How to programmatically generate query strings with Python
The Deephaven Query Language allows users to write very powerful queries to filter and modify tables of data. As an example, consider this case that uses a formula to compute a new column and another formula to filter the resulting table.
from deephaven import new_table
from deephaven.column import int_col
source = new_table([int_col("Value", [0, 1, 2, 3, 4, 5, 6])])
result = source.update("X = sqrt(Value) + i").where("2 < X && X < 8")
- result
- source
At their heart, Deephaven query strings are just Python strings. As such, all of the power of Python can be used to generate query strings. This can be convenient when working with complex queries. Let's work though a few examples that are simplified by using Python to generate query strings.
This guide assumes you are familiar with the use of strings, f-strings, loops, and list comprehension in Python. If not, please refer to the Python documentation for more information.
Many columns
In practice, queries may have a large number of inputs, making it inconvenient to type in each column name. Other times, the input column names are determined by user inputs and are not known when the query is written. Both of these situations can be addressed by using a list of column names to generate queries.
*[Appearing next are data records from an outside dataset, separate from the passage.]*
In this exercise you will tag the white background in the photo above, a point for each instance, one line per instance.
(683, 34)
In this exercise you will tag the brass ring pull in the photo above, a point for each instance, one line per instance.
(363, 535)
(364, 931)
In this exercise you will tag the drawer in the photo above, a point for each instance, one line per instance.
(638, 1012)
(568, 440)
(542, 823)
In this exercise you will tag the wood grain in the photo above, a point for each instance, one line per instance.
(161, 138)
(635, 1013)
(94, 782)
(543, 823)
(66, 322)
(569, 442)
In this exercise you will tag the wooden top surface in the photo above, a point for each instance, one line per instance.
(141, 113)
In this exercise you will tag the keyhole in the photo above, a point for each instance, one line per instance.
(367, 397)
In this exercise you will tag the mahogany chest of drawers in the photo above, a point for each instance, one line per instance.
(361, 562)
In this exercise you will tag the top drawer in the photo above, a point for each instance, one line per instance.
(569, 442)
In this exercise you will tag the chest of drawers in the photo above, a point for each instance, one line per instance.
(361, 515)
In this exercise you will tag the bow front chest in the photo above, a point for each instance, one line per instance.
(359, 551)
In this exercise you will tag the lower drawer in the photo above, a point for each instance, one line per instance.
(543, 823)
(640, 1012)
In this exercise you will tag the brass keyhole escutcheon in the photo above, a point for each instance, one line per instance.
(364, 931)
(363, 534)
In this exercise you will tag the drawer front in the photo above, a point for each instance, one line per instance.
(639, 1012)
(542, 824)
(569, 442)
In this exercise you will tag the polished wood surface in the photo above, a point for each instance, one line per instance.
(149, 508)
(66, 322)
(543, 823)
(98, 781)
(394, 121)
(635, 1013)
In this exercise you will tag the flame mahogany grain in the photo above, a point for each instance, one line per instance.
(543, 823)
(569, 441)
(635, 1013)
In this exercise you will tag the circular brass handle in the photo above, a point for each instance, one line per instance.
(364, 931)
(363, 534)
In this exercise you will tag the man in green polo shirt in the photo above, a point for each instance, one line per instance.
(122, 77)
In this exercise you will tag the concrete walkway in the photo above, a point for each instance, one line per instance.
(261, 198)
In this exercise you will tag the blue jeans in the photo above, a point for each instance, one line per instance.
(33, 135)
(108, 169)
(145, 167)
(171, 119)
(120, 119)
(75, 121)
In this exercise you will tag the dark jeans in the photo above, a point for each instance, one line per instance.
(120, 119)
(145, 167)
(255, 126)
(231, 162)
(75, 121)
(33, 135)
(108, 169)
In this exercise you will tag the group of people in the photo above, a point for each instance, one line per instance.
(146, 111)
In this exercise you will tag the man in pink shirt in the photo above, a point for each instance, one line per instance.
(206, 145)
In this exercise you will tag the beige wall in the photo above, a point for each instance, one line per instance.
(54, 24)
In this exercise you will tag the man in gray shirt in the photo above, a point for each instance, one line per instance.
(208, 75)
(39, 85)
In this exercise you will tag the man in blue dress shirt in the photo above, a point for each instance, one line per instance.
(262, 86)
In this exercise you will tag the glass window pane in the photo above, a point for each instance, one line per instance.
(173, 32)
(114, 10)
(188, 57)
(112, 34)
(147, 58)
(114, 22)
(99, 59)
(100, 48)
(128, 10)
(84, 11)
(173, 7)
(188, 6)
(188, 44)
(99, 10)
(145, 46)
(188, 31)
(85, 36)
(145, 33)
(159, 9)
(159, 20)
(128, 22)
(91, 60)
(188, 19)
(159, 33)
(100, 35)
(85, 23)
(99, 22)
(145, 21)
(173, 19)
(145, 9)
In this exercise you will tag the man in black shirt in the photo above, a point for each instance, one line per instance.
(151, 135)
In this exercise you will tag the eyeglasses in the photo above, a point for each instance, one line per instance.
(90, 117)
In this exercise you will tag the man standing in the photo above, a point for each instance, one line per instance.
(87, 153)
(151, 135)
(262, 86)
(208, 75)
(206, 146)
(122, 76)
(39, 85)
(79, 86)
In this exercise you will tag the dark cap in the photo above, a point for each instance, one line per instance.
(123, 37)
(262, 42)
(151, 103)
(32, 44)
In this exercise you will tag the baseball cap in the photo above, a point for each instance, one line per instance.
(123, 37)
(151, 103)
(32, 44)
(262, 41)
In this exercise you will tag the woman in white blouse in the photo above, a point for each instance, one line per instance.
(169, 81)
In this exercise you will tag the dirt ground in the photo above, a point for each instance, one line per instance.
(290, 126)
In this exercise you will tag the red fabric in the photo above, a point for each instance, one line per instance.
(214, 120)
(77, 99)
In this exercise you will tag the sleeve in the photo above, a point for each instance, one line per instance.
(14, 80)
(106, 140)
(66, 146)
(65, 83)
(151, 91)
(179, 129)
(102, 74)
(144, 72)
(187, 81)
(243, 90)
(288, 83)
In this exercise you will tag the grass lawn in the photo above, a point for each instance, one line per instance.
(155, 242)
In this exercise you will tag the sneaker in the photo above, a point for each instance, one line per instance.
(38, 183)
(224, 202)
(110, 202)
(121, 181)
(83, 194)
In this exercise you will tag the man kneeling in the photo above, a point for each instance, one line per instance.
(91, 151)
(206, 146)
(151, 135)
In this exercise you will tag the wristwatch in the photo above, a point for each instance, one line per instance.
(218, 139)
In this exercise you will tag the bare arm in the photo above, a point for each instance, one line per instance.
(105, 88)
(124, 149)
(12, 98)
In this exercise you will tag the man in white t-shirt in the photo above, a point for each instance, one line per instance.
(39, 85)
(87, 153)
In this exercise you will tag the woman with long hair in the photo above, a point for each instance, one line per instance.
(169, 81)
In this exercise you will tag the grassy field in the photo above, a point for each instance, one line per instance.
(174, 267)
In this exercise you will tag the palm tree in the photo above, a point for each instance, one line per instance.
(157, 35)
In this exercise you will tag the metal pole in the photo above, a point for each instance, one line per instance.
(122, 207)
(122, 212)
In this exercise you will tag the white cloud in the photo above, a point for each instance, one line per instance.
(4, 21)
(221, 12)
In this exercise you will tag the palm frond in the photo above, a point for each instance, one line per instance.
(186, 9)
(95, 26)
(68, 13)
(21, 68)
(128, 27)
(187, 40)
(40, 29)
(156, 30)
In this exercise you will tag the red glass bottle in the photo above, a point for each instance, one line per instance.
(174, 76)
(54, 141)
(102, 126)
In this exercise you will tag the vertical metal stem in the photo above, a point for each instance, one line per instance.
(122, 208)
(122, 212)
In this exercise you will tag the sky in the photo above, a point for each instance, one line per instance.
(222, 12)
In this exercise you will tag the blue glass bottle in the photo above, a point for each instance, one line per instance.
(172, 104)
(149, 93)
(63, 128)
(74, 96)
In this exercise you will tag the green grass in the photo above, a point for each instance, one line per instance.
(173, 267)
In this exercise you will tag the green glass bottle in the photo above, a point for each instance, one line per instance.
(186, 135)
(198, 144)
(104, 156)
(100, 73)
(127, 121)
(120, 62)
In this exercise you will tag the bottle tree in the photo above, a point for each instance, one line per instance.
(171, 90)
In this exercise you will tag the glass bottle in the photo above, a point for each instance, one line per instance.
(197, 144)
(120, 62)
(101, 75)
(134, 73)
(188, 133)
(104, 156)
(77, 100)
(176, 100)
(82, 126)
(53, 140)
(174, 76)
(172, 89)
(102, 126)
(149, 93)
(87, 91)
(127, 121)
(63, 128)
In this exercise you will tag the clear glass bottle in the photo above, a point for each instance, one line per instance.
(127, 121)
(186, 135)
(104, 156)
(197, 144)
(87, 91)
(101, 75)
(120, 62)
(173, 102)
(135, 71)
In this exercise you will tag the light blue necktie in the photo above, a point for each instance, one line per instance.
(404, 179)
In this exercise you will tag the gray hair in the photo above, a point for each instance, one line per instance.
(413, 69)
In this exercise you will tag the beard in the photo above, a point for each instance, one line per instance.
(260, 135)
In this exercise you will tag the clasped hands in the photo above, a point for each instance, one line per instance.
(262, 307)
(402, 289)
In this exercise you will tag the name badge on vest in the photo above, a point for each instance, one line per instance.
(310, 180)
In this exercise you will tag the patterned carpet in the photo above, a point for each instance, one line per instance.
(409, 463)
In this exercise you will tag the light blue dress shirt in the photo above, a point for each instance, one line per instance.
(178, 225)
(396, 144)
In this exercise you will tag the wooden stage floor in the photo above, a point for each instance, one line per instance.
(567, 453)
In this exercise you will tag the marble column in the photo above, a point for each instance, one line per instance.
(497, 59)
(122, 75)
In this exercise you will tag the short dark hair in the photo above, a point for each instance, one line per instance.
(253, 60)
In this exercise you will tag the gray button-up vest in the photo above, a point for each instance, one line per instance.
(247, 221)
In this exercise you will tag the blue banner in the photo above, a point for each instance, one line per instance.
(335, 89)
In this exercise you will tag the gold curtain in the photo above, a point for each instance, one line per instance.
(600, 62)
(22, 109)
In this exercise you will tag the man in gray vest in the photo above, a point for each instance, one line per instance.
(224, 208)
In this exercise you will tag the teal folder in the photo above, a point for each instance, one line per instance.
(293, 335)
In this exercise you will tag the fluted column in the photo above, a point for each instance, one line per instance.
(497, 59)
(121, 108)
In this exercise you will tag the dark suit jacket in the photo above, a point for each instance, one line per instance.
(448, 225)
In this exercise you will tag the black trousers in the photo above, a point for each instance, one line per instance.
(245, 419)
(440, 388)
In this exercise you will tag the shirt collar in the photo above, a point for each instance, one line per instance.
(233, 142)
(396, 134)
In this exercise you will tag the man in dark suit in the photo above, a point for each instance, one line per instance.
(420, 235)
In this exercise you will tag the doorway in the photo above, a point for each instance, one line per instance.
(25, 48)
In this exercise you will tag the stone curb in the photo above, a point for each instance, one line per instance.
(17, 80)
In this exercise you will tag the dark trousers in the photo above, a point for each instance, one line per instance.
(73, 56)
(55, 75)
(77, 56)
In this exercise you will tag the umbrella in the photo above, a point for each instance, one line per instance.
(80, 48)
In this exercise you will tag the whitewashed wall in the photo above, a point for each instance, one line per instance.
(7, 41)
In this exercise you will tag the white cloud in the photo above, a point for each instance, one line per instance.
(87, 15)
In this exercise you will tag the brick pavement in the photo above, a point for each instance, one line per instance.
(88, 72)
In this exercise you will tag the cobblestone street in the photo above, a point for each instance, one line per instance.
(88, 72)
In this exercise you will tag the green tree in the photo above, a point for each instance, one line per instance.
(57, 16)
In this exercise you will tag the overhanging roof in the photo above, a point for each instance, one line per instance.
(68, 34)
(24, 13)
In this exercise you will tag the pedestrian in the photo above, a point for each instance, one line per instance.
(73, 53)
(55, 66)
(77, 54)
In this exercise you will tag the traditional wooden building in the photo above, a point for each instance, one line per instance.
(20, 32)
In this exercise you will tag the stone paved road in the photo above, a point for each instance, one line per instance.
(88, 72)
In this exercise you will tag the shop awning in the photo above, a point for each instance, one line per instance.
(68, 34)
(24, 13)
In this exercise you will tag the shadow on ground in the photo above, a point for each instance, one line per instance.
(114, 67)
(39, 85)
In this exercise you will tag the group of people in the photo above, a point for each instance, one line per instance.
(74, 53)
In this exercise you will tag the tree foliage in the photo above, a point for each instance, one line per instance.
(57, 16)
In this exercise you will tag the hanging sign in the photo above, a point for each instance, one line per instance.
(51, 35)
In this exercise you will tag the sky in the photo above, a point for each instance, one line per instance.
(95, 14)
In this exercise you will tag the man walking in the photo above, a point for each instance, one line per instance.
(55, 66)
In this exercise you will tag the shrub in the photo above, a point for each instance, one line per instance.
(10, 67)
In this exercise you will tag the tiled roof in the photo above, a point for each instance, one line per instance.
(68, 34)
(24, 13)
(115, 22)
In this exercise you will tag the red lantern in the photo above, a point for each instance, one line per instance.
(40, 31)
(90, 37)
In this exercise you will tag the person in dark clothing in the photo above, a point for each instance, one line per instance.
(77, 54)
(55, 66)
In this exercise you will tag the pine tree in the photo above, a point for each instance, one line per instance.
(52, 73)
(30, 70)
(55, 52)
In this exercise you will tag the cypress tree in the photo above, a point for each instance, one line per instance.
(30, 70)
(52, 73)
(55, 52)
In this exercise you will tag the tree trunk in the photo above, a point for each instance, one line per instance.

In the following example, an f-string and str.join
are used to create a query string to sum up all of the columns and then take the square root.
from deephaven import new_table
from deephaven.column import int_col
cols = ["A", "B", "C", "D"]
source = new_table([int_col(c, [0, 1, 2, 3, 4, 5, 6]) for c in cols])
result = source.update(f"X = sqrt(sum({','.join(cols)}))")
- result
- source
If the list of columns changes, the query string programatically adapts:
from deephaven import new_table
from deephaven.column import int_col
cols = ["A", "B", "C", "D", "E"]
source = new_table([int_col(c, [0, 1, 2, 3, 4, 5, 6]) for c in cols])
result = source.update(f"X = sqrt(sum({','.join(cols)}))")
- result
- source
Repeated logic
Some queries repeat the same logic -- with minor tweaks. For example, a query may add columns containing data from 1, 5, and 10 minutes ago. Generated query strings can also help simplify these situations.
In the following example, an f-string is used to create columns of data from 1, 5, and 10 rows before.
from deephaven import empty_table
source = empty_table(100).update("X = ii")
offsets = [1, 5, 10]
result = source
for offset in offsets:
result = result.update(f"X{offset} = X_[ii-{offset}]")
- result
- source
This can be simplified further by using a list comprehension.
from deephaven import empty_table
source = empty_table(100).update("X = ii")
offsets = [1, 5, 10]
result = source.update([f"X{offset} = X_[ii-{offset}]" for offset in offsets])
- result
- source
Be creative!
Programatically generating query strings works for all Deephaven operations, not just update
. For example, this case uses multiple programatically generated query strings while performing a join.
from deephaven import empty_table
source = empty_table(100).update(["X = ii", "Y = X", "Z = sqrt(X)"])
offsets = [1, 5, 10]
result = source
for offset in offsets:
result = result.natural_join(
source.update(f"XOffset = X+{offset}"),
on="X=XOffset",
joins=[f"Y{offset}=Y", f"Z{offset}=Z"],
)
- result
- source